Lead Investigator: Peter D. Canoll, MD, PhD
Co-Investigators: Jeffrey N. Bruce, MD, professor of neurological surgery; Brent Stockwell, PhD, professor of biological sciences; Peter A. Sims, PhD, associate professor of systems biology; Osama Al Dalahmah, MD, PhD, professor of pathology and cell biology
Currently available treatments for glioblastoma (GBM) have very limited efficacy, in part due to quiescent glioma cells that are resistant to standard forms of chemotherapy. Prior studies have shown that an inhibitor enzyme of glutathione peroxidase 4 (GPX4) called RSL3 can induce ferroptotic cell death of quiescent or dormant GBM cells in slices of GBM generated from patient surgical samples, and that combining RSL3 with the topoisomerase inhibitor Topotecan, a chemotherapeutic drug that effectively kills proliferating glioma cells, can significantly prolong survival in a mouse model of GBM. The Stockwell lab has recently developed a newer GPX4 inhibitor, VP224, with superior pharmacokinetic properties. After verifying the efficacy of VP224 in a mouse model of GBM, Canoll and his colleagues plan to perform safety studies in preparation for a future clinical trial.

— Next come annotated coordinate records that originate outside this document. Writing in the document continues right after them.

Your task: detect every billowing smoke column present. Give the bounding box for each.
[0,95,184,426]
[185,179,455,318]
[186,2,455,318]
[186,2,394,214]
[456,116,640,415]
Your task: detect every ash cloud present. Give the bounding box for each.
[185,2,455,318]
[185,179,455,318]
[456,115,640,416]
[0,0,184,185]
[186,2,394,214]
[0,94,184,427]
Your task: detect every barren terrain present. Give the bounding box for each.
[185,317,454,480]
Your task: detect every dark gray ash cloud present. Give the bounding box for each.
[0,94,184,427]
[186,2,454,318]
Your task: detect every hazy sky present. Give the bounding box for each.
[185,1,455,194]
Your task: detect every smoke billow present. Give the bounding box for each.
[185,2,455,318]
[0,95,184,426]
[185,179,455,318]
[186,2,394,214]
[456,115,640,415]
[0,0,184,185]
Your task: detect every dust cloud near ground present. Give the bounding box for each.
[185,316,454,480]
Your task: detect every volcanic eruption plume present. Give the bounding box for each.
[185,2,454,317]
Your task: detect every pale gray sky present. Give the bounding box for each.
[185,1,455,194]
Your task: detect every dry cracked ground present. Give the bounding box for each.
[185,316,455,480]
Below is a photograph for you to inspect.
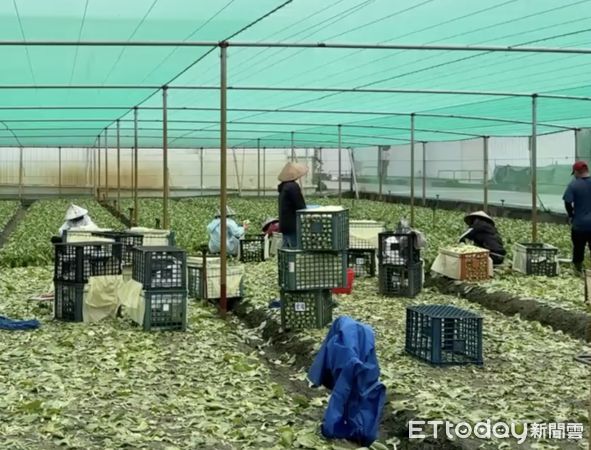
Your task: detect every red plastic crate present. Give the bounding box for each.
[332,269,355,295]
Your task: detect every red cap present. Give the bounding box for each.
[573,161,589,174]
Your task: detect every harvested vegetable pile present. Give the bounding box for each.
[0,199,122,267]
[246,261,591,449]
[0,268,354,450]
[0,200,20,231]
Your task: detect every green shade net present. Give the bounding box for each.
[0,0,591,148]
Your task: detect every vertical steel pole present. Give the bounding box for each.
[57,147,62,198]
[531,94,538,242]
[378,145,384,201]
[117,119,121,213]
[423,141,427,206]
[220,42,228,317]
[257,139,261,197]
[199,147,203,197]
[18,147,23,200]
[482,136,489,212]
[263,147,267,197]
[162,86,170,230]
[410,113,415,227]
[105,128,109,202]
[133,106,139,226]
[337,125,343,200]
[96,134,102,200]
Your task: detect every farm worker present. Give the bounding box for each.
[563,161,591,272]
[262,217,279,237]
[277,162,308,248]
[207,206,246,256]
[58,204,97,236]
[460,211,507,265]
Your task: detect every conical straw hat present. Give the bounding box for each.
[464,211,495,225]
[65,203,88,220]
[277,162,308,183]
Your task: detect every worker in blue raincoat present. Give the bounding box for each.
[207,207,247,256]
[308,316,386,447]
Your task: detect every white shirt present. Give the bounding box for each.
[58,214,98,236]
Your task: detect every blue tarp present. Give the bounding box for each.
[0,316,41,330]
[308,316,386,446]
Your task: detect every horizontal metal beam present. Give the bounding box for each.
[0,40,591,54]
[0,106,578,130]
[0,84,591,101]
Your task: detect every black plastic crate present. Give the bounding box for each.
[53,242,123,283]
[143,289,187,331]
[53,280,86,322]
[514,242,558,277]
[187,266,244,300]
[405,305,483,365]
[278,249,347,291]
[378,262,423,297]
[347,248,376,278]
[240,234,265,263]
[132,247,187,289]
[92,231,144,265]
[378,231,421,266]
[296,209,349,251]
[281,290,332,330]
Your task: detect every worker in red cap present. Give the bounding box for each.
[563,161,591,272]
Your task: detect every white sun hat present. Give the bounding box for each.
[66,203,88,220]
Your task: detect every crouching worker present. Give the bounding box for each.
[207,207,246,256]
[262,217,279,237]
[460,211,507,266]
[58,204,97,236]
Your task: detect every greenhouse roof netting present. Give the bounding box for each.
[0,0,591,148]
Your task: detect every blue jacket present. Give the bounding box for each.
[308,317,386,447]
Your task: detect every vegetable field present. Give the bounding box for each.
[0,198,591,450]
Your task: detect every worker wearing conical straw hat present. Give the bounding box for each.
[277,162,308,248]
[58,203,97,236]
[460,211,507,265]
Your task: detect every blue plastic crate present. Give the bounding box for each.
[405,305,483,365]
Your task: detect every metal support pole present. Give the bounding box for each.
[482,136,489,212]
[257,139,261,197]
[531,94,538,242]
[349,147,359,200]
[162,86,170,230]
[133,106,139,226]
[105,128,109,201]
[220,42,228,317]
[232,148,242,196]
[96,134,101,200]
[263,147,267,197]
[337,125,343,200]
[410,113,415,227]
[422,142,427,206]
[117,119,121,213]
[18,147,23,200]
[57,147,62,198]
[199,147,203,197]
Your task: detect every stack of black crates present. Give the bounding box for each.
[278,208,349,329]
[132,246,187,331]
[53,241,123,322]
[378,230,423,297]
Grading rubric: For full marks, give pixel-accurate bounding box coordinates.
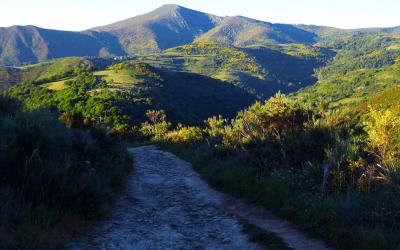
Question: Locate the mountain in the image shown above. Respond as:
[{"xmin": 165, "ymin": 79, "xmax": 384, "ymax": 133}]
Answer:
[
  {"xmin": 0, "ymin": 4, "xmax": 400, "ymax": 66},
  {"xmin": 0, "ymin": 57, "xmax": 94, "ymax": 90},
  {"xmin": 196, "ymin": 16, "xmax": 318, "ymax": 46},
  {"xmin": 0, "ymin": 26, "xmax": 125, "ymax": 66},
  {"xmin": 90, "ymin": 5, "xmax": 224, "ymax": 54}
]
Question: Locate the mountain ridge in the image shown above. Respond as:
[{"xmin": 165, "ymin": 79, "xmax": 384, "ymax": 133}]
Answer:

"Developing the first targeted therapy against cancer cachexia"
Lead Investigator: Swarnali Acharyya, PhD
Co-Investigator: Henry M. Colecraft, PhD, professor of physiology and cellular biophysics, and pharmacology
Nearly 80% of patients with advanced cancer experience a debilitating, irreversible muscle wasting syndrome known as cachexia. Cancer patients with cachexia become too weak to tolerate the required dose on anti-cancer therapies and die prematurely from cardiac and respiratory failure due to weak cardiac and diaphragm muscles. Currently, there are no FDA approved therapies to reduce or prevent cachexia. Recent studies from Acharyya’s laboratory identify a protein called Zip14 as a novel mediator of cachexia in metastatic cancer. Based on these findings, Acharyya and her colleagues propose the use of anti-Zip14 monoclonal antibodies to inhibit Zip14 function as a therapeutic strategy to prevent cachexia.